Le Premier ministre indien Narendra Modi a déclaré que cette affaire avait "fait honte à toute la nation" et le gouvernement de l'Etat, dirigé par le parti nationaliste hindou au pouvoir Bharatiya Janata (BJP), a ouvert une enquête.
"Les deux communautés condamnent cet événement", a déclaré Suchitra Rajkumari, 42 ans, une militante locale. "Au moins sur un point, elles sont d'accord".
Les "Meira Paibis" ont aussi accusé Thangjam Lata Devi, la mère de l'un des suspects, d'avoir un fils "gâté", avant d'incendier la maison maternelle.
"Les accusés et leur famille ne pourront plus vivre dans le village. C'est pourquoi nous avons détruit la maison", a justifié Sumati, qui a aidé ses consoeurs à mettre le feu à une habitation.
- "Protéger notre peuple" -
Mais si ces groupes de femmes font leur propre justice, elles savent aussi protéger leurs hommes.

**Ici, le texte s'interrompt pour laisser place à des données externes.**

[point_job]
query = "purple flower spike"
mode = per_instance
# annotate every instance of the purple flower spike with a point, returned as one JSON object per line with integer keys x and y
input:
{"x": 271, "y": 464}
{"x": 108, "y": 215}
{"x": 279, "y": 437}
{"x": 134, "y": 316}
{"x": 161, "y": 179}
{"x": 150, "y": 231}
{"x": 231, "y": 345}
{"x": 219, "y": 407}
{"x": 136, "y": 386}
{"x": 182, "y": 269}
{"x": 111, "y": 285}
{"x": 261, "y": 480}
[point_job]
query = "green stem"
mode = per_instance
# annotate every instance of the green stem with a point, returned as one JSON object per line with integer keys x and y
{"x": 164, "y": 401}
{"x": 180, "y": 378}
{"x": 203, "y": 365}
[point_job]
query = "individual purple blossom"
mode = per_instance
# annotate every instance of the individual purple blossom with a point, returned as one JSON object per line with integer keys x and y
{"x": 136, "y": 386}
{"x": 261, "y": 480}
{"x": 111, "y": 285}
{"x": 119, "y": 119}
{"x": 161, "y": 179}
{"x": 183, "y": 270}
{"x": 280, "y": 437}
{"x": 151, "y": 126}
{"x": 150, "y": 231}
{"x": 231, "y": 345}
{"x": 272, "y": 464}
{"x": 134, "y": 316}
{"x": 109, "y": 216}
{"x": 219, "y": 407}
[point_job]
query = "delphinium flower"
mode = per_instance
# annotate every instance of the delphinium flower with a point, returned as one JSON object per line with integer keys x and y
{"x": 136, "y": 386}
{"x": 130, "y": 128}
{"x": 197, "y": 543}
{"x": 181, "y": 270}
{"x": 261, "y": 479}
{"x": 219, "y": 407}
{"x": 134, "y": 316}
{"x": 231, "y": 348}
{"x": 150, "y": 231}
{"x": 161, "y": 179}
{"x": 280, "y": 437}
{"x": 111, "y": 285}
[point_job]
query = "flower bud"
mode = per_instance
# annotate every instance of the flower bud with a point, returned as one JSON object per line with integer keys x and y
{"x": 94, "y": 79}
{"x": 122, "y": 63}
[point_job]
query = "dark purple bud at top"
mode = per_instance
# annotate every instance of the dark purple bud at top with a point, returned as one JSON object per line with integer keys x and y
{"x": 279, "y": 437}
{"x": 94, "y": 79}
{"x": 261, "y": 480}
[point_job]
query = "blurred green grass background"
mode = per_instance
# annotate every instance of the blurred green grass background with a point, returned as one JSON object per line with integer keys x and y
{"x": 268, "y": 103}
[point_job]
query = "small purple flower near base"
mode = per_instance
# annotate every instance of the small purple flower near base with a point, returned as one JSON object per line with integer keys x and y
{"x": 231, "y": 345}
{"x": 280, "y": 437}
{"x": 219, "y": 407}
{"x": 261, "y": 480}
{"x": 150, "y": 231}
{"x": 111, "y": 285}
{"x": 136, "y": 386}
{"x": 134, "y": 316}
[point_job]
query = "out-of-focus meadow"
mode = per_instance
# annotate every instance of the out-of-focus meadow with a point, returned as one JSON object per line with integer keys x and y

Samedi, quelque 500 femmes ont bloqué des routes pour empêcher une centaine de policiers armés d'arrêter un suspect lié à la vidéo, pendant trois heures d'affrontements.
"Tuez-nous! Prenez-nous toutes!", ont crié les femmes, le visage enduit de dentifrice (qui, selon elles, aide à se protéger des gaz lacrymogènes) et brandissant des torches enflammées.
Elles affirmaient que les hommes que la police voulait arrêter n'étaient pas responsables, et les policiers sont rentrés bredouille.
Depuis le début des violences, de l'aube au crépuscule, des patrouilles des "Meira Paibis" ont martelé les poteaux électriques pour donner l'alerte et ont barré la route aux forces de l'ordre, qu'elles accusent d'être partiales en faveur des Kukis.
"Notre tradition est d'aider notre peuple, cela nous donne une force intérieure", a déclaré à l'AFP Matouleibi Chanu, également membre de "Meira Paibis".
L'armée a admis avoir dû relâcher douze membres de la milice meiteie en juin, après avoir été encerclée par 1.500 femmes.
"Nous ferons tout pour protéger notre peuple", a déclaré à l'AFP Chongtham Thopi Devi, 60 ans, une autre membre des "Meira Paibis".
Or pour disperser les femmes, la police reconnaît ne pas "pouvoir utiliser de la même force que pour les hommes", a déclaré un officier supérieur, qui a requis l'anonymat car n'étant pas autorisé à parler aux journalistes.
"Nous trouvons souvent des hommes cachés derrière ces femmes lors des manifestations et des marches", dit-il, "ce sont toujours les femmes qui mènent".